Raohe Night Market, Taipei

Written in the Stars? [Year in Taiwan, Ed. 7]

Cheesin’ at my favorite night market in Taiwan, Raohe.

As the idiom goes—or as Tinie Tempah rapped about in 2010, are things in our lives written in the stars? What exactly is under our control, and what isn’t?

Perhaps it tends to be easier to relegate extreme events to fate, and everything else to our choices, or lack thereof.

This past week, as soon as I returned from Kaohsiung, I was in such a funk, headaches included. Classes were a blur; social interactions kept to the bare minimum. It was one of those not-infrequent periods in which an opaque cloud of sadness so strongly enveloped me that genuine smiles felt impossible to muster. For as long as I can remember, this intermittent cloud (never before with headaches, however) would creep up and stifle my ability to share my feelings to any concerned witness, instead rendering me paralyzed and further marinating in a toxic concoction of negative thoughts and confusion. (I shudder to think that this sounds Alzheimers-like.)

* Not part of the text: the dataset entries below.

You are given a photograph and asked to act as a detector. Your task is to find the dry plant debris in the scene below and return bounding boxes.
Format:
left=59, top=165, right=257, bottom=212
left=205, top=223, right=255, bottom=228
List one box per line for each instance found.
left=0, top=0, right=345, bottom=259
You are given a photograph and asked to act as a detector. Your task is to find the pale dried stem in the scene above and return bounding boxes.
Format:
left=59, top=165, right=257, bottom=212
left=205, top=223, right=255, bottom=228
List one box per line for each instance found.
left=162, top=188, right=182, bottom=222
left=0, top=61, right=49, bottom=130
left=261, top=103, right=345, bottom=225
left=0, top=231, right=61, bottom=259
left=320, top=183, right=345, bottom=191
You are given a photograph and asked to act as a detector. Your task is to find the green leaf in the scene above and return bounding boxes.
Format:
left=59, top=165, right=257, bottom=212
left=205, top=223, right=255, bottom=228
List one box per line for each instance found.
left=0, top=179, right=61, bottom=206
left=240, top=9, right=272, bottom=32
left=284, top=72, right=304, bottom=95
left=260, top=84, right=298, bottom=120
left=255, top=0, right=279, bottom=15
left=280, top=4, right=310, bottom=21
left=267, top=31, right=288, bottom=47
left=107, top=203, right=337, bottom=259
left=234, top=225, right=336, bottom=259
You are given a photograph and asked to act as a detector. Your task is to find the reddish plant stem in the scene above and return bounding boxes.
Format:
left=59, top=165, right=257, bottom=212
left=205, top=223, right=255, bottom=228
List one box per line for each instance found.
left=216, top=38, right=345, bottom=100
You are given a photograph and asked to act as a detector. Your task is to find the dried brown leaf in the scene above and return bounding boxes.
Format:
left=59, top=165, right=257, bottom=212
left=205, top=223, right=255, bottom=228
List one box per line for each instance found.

It wasn’t until my sister later told me of similar low moods that I wondered if (don’t jest) our astrological signs being the same could help explain it all. Either that or that time of the month about to come. And not knowing exactly why, as you know, can be incredibly frustrating in itself. So it has reached the point where I hope I do get my period soon, to have at least the satisfaction that all this moodiness was perhaps not for naught. #womanproblems

Speaking of, what is going on with America? In light of what has been flooding my social media feeds, I will be preparing my next Chinese presentation precisely about sexual assault in the U.S. To me, it has increasingly been a sensitive topic, because as a woman, I am inclined to believe and support Dr. Ford. So when my boyfriend upon being informed of such news for the first time, asked—although wisely and innocently— questions (e.g., “Why now?”) that I couldn’t help but see as doubt from a male’s perspective, I fumed. And fumed even more when accused of being partial, having “already taken a side.” While true, it felt and still feels wrong to not support Dr. Ford. We can try to be as unbiased as we want, but in this case, the bottom line is that Kavanaugh is not fit to serve in the law’s highest position and subsequently determine the fates of others, let alone women. So as if an already moody week needed this line of borderline-unreasonable and frustrating questioning, it clearly has been a rough week.

The lows aside, these days haven’t been all bad, having done tons of walking throughout the rainy but pleasantly cool streets of Taipei and enjoying life during what still is an incredible period to be alive.

This little guy was so calm at a yummy smoothie bowl place I discovered this week.